Below are a few charts of the grain futures, and as you can see, the moves over the past two months have been staggering. (Click on the charts below to enlarge).
While we don't trade commodity futures here at Schaeffer's, there are a few ways to profit from this recent drought phenomenon. The drought has led to less supply on the market, which in turn drives grain higher. As you can imagine, companies that require grains to support their businesses have been hurt badly because of increased operating costs. A few of these names include poultry producers Tyson Foods, Inc. (NYSE:TSN), Sanderson Farms, Inc. (NASDAQ:SAFM), and dairy producer Dean Foods Company (NYSE:DF). The correlation between these names and commodities is highly negative, which means that strength in commodities typically leads to weakness by these stocks, and vice-versa.
What's troublesome for these names is that this broad grain strength has coincided with a period of dollar appreciation and euro weakness. Commodities are priced in dollars, and a higher dollar typically leads to lower commodities, and vice-versa.

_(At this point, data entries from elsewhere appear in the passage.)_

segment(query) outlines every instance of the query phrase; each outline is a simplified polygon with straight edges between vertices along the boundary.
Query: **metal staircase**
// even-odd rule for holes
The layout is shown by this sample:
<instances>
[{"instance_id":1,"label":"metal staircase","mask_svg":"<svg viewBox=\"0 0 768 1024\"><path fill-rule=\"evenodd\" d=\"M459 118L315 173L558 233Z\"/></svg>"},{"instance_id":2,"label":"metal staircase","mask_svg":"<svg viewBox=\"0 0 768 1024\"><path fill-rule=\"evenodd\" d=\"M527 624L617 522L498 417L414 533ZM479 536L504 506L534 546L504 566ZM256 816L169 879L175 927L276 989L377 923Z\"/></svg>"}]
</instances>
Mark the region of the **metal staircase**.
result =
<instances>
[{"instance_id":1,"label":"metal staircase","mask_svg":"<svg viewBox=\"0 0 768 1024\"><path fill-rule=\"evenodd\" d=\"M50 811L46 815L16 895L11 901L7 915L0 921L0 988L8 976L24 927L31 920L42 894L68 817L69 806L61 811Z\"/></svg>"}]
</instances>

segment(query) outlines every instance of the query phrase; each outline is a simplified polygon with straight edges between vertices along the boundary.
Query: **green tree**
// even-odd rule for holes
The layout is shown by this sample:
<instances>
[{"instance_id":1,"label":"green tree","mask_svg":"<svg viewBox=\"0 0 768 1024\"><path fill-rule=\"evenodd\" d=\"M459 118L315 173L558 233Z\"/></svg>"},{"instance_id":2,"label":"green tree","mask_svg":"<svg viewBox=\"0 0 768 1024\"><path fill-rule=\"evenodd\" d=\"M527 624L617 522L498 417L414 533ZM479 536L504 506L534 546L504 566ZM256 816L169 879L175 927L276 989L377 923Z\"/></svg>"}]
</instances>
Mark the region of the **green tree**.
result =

However, this is a supply-side problem, and that cannot be fixed by further strengthening of the dollar.
The events that will transpire this week have major macroeconomic implications, many of which could cause the next big move in the grains space. Should there be some sort of dollar devaluation mechanism put in place, it is highly probable that grain prices will continue their sharp rally. In this case, it would be prudent to short the stocks mentioned above and/or go long some of the fertilizer names such as Mosaic Co (NYSE:MOS), Agrium Inc. (USA) (NYSE:AGU), or CF Industries Holdings, Inc. (NYSE:CF). Any stimulus should have a very net-positive effect on both the equity market and commodities. Additionally, the agricultural/fertilizer stocks should benefit greatly from such news.
Should there be no action announced by the Fed tomorrow and the European Central Bank (ECB) on Thursday, then it is likely that the current conditions of dollar strength and euro weakness will persist. In this case, the prudent play would be for a reversion to the mean, and TSN, SAFM, DF, etc. could outperform the market on a relative basis. In this case, buying one of these stocks against a short broad-market hedge makes a lot of sense to me.
The major rally to end last week is a signal to me that the market has priced in some sort of good news this week, and any disappointment on that front could lead to a sharp selloff. For this reason, I advise buying these names against a broad-market short hedge in hopes of relative outperformance.
The rest of the week should prove extremely interesting, and it will undoubtedly offer an ample amount of opportunity. After many weeks of choppy market action, some resolution to the current situation will be a breath of fresh air.
Going forward, keep a very close eye on the dollar and any macroeconomic news -- that information (and the market's reaction to that information) will be very telling as to the next big market move.